London to Brighton - July 2021
This ride was one of our best. Full of all the things that make these adventures such fun, and none of the bad things.
We soaked up the party atmosphere on the South Bank before the safety briefing, then 50 of us rolled out towards the south coast on the stroke of midnight. First timers wondering what they’d let themselves in for, old-timers full of anticipation of the adventure to come. Normally we’d have quite a few more riders, but we were limited to a maximum of 50 due to the social distancing requirements at our half way stop. Road bikes, touring bikes, hybrids, an e-bike and a fair few Bromptons were all there. No tandems, fixies, recumbents, or BMX bikes this time. Although we’ve had them all in the past.
Clapham and Tooting were as lively as always, and before long we were climbing the atmospheric Farthing Down for a re-group and to admire the brilliant views back over London. The cows could be heard but not seen. Then we were freewheeling off the North Downs with Gatwick glowing eerily in the distance. And before we knew it we’d arrived at our half way stop at the scout hut in Burstow where the very kind volunteers had got up in the middle of the night to serve us sandwiches, cake and tea and coffee. The weather was so mild, quite a few of us sat outside for an hour or so enjoying the company and the sheer originality of an overnight bike ride. Max, the scout leader, told us the funds raised on the night are being used by the scouts to install new cycle racks at the hall to encourage the children to cycle to their activities. How appropriate is that!
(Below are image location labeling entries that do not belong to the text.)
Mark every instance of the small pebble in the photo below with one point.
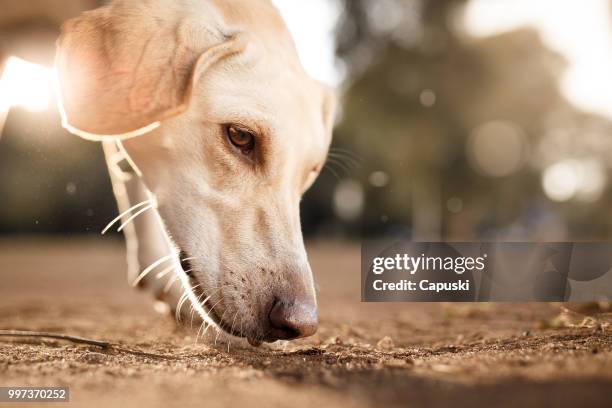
(386, 343)
(93, 358)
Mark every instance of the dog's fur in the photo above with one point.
(166, 77)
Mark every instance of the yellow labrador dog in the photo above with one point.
(212, 132)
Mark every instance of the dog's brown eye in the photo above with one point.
(241, 139)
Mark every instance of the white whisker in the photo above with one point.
(164, 272)
(110, 224)
(182, 300)
(171, 282)
(136, 214)
(151, 267)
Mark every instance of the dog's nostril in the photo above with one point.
(290, 321)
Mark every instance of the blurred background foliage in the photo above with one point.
(441, 136)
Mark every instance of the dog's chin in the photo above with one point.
(200, 292)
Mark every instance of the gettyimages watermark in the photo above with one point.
(34, 394)
(484, 272)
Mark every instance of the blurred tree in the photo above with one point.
(418, 90)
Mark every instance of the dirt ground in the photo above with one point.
(363, 355)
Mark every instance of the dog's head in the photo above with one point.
(231, 133)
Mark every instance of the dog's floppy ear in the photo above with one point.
(124, 68)
(330, 107)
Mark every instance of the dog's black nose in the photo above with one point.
(291, 320)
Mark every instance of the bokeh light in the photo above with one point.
(581, 179)
(25, 85)
(497, 148)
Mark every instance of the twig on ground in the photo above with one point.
(56, 336)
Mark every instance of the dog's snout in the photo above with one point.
(291, 320)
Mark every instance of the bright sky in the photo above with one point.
(579, 30)
(312, 24)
Suitably refreshed we set off for the second half, with an entirely new route for 2021 taking in some superb country lanes, regrouping from time to time for a little break and to allow the slower riders to catch up. The countryside was beginning to come alive with the sounds of nature rising from its slumber. Dawn broke over the rolling misty fields and all of a sudden there were cyclists stopping everywhere to capture the moment on their phones and cameras so they could share the experience with their nearest and dearest. It was an awe inspiring moment making you realise just how stunning the Sussex countryside is, especially when you have it to yourself. ‘Normal’ people still being in bed.
And then we were there. The iconic Ditchling Beacon. The stuff of legends. Off we went. On our own, or in ones and twos encouraging each other as we ascended the legendary hill. Upwards, then up some more. Would it ever end? “Look out for the horses sign as that’s when you’re almost there” the old timers advised.
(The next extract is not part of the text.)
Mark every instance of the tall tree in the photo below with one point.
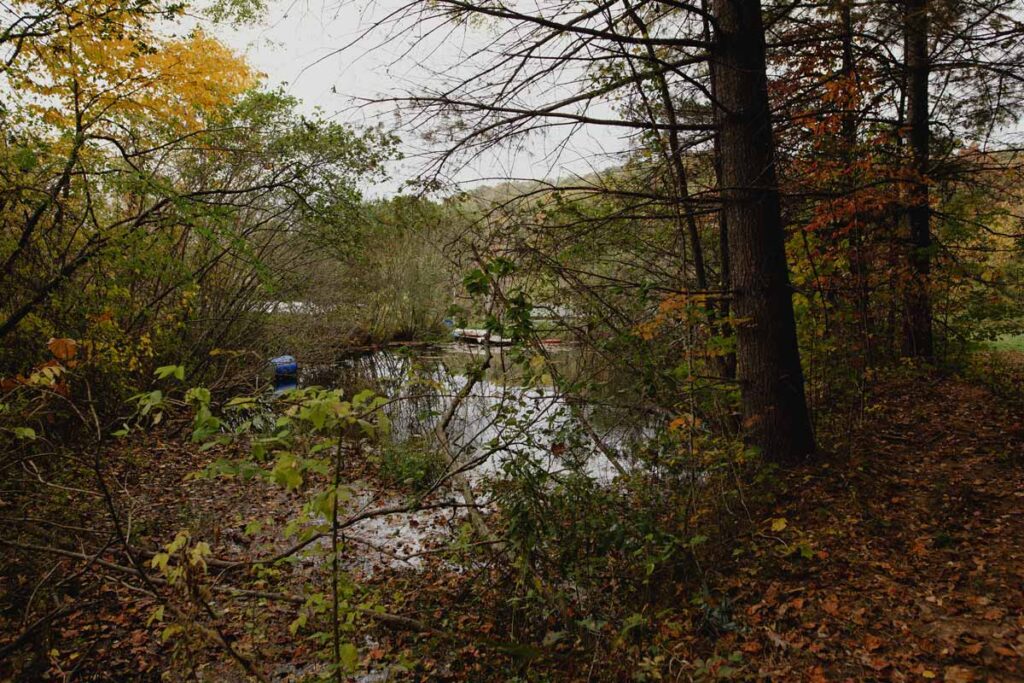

Phew, made it! The Beacon is one of those climbs that pays back with amazing views down to the sea and back over the sleeping Weald. The only disappointment this year was that there were no kites circling above us, calling each other as we pedalled our way up. No ice cream van at the top this year either, just a bunch of triumphant cyclists congratulating each other and encouraging those pushing up the final few meters.
And that was it. A swoop down to the pier - trying to trigger the speed camera on the descent - for photos, and then a gentle mile or so to the Wetherspoons at the Marina, arriving as they flung the doors open at 8.00am, where well earned breakfasts were devoured in the sunshine. Some stayed to ‘rehydrate’, others made their way directly to the station for the journey home. And a few hardy souls ate their breakfasts before turning their bikes around to start pedalling back to London.
A brilliant night and a wonderful adventure. Old friends reunited, new friends made. Fabulous memories.
Big thanks to our ride leader Adrian, the waymarkers, and the Tail End Charlies - although on this occasion their services were not needed as there was not a single mechanical or puncture to attend to.
Definitely a night to remember, summed up in the words of Ashwani, who was riding with us for the first time:
"Absolutely loved it. Very well organized and paced. Will be joining for more in the coming months".